# Product Highlight - BigBoi BlowR Mini from Ultimate Finish



## WHIZZER (Oct 25, 2005)

Touchless Car Drying For Car Care Enthusiasts.Our Price (inc VAT): £149.00










As every car care enthusiast knows, non-contact detailing methods greatly reduce the chances of putting scratches into paintwork. Whilst the wash process still requires a mitt, the drying process no longer requires a drying cloth!

Dust and dirt can become trapped in the long, absorbent fibres of drying cloths and can cause scratches when the towel is rubbed over the paint. The edges of cloths can cause marks as the towel is 'whipped' back and forth. Synthetic chamois can be ineffective in soaking up water and natural chamois can remove wax protection. Using the BigBoi BlowR Mini eliminates all these possibilities, so you never have to worry about inadvertently marking your paintwork when drying it. 

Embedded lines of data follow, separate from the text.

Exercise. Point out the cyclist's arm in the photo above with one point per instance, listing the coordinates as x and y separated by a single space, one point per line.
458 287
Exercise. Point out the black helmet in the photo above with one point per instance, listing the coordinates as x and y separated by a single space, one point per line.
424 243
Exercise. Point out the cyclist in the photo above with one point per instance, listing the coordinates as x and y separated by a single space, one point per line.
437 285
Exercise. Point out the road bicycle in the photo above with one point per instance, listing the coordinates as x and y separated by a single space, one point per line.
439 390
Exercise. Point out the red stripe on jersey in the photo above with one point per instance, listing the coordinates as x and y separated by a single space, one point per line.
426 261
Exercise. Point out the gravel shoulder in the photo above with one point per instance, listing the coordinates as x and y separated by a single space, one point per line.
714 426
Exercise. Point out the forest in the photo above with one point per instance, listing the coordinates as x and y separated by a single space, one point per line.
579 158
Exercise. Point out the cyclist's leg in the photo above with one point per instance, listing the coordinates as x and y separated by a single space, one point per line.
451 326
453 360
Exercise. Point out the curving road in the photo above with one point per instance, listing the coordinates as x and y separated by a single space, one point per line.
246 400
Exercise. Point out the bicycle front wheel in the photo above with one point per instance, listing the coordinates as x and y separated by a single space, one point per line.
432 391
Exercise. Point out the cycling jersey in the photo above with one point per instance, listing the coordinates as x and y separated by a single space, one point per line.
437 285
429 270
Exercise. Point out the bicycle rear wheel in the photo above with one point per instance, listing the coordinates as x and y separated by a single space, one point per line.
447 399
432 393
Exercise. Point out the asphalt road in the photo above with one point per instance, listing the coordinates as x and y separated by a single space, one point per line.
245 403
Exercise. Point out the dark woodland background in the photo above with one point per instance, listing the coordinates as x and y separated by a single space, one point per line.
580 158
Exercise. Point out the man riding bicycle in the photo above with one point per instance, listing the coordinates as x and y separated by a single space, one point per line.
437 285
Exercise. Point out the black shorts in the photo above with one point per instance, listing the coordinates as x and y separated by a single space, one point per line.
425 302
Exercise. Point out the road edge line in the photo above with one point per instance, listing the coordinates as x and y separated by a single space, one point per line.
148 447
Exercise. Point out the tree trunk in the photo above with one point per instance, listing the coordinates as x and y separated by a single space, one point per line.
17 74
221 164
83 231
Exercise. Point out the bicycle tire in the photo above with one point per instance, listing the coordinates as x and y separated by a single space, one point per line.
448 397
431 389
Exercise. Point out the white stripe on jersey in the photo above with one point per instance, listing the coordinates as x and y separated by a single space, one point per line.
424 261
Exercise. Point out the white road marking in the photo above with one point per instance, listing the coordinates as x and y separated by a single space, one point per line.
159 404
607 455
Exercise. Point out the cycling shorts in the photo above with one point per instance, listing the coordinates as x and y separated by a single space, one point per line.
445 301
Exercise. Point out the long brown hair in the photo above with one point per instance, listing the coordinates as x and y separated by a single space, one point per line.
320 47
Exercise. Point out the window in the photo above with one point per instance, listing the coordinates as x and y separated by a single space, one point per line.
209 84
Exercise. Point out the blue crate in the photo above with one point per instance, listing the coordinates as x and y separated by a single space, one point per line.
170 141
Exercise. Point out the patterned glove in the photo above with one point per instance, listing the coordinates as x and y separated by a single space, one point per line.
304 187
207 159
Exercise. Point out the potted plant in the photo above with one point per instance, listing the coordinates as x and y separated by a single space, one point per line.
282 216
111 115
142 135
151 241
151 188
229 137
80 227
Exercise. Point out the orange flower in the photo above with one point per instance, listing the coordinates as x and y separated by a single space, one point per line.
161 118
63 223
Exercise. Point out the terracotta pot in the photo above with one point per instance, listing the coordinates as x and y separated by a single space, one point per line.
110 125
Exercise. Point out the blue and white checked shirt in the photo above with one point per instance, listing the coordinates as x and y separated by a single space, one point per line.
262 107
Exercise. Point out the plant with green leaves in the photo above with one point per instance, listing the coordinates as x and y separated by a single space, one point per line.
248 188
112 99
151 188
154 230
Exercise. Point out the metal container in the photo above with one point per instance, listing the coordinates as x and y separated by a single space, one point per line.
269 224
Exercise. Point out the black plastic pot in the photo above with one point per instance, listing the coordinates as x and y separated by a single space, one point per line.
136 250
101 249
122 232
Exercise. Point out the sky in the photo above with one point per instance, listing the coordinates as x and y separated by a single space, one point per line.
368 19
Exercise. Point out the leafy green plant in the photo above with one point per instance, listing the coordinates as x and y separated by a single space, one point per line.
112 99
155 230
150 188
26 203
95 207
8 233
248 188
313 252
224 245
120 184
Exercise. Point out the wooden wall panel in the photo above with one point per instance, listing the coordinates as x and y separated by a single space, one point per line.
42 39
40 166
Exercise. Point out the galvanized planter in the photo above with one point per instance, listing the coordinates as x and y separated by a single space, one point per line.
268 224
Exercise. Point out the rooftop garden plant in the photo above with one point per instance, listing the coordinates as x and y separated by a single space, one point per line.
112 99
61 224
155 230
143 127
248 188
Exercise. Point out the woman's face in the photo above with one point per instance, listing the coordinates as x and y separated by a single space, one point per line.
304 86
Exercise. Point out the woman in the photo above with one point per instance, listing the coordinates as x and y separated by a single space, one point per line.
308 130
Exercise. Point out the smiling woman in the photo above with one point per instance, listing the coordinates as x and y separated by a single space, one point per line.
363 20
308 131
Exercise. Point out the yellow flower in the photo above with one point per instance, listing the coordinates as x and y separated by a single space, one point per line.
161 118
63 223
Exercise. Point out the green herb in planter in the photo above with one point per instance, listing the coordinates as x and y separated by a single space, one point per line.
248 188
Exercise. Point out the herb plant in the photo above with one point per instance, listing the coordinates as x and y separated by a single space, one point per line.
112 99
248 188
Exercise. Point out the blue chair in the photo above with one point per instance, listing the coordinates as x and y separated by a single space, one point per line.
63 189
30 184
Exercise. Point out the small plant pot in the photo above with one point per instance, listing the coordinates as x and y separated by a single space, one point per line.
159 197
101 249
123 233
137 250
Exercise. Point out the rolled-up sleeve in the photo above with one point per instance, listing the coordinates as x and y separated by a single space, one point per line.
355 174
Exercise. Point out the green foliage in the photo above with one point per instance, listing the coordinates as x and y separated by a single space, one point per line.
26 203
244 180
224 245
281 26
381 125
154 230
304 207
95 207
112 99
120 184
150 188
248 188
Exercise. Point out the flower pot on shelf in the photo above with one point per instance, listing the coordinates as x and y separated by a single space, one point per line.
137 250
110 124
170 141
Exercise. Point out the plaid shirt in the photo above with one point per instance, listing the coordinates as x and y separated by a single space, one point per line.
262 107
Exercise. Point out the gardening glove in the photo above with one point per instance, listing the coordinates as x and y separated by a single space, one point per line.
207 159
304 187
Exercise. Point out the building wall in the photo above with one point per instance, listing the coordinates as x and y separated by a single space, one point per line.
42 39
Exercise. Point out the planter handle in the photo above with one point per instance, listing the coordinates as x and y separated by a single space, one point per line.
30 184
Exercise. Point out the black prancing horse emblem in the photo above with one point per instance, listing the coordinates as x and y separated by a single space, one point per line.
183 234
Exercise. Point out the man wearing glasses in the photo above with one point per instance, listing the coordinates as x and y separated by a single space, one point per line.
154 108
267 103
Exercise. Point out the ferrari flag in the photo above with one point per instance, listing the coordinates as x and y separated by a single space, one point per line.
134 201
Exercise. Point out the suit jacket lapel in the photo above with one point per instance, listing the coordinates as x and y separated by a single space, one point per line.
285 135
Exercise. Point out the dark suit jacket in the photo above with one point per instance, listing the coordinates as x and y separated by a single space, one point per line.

The BigBoi BlowR Mini is the ideal solution for the avid car care enthusiast. Featuring the most efficient single motor in the industry, the 3000-watt motor uses heated, filtered air to chase water off paintwork, metal, glass and chrome. The blast of air forces trapped water out from behind badges, head and taillight surrounds, mirror housings and other hard to reach areas. The BlowR Mini is supplied with three interchangeable nozzles to ensure air can be directed into tight to reach areas or along channels and grooves. Choose from two wind speeds and three temperatures, depending on the task at hand.
Features & Benefits:
•Touchless drying keeps paintwork safe from scratches & swirls
•Powerful motor blasts water out of traps & away from surfaces
•Great for drying around filler caps, wheel spokes, calipers & nuts
•Dries engines & components quickly, prevents corrosion
•2-stage adjustable wind control from 72km/h up to 220km/h (45mph - 137mph)
•BigBoi Temperature Technology (BTT) - select 15, 25 or 45 degrees Celsius (°C)
•Uses filtered air - safer than using a leaf blower or pet dryer
•Use on paint, glass, wheels, chrome, fabric convertible roofs
•Supplied with 3 interchangeable nozzles
•Foam air filter included (washable & reusable)
•Attachable wheelbase available separately

http://www.theultimatefinish.co.uk/bigboi/blowr-mini.aspx


----------



## jmak (Feb 17, 2016)

Does anyone know the peak airflow rate for this? Preferably in litres/min
Thanks
Jonny


----------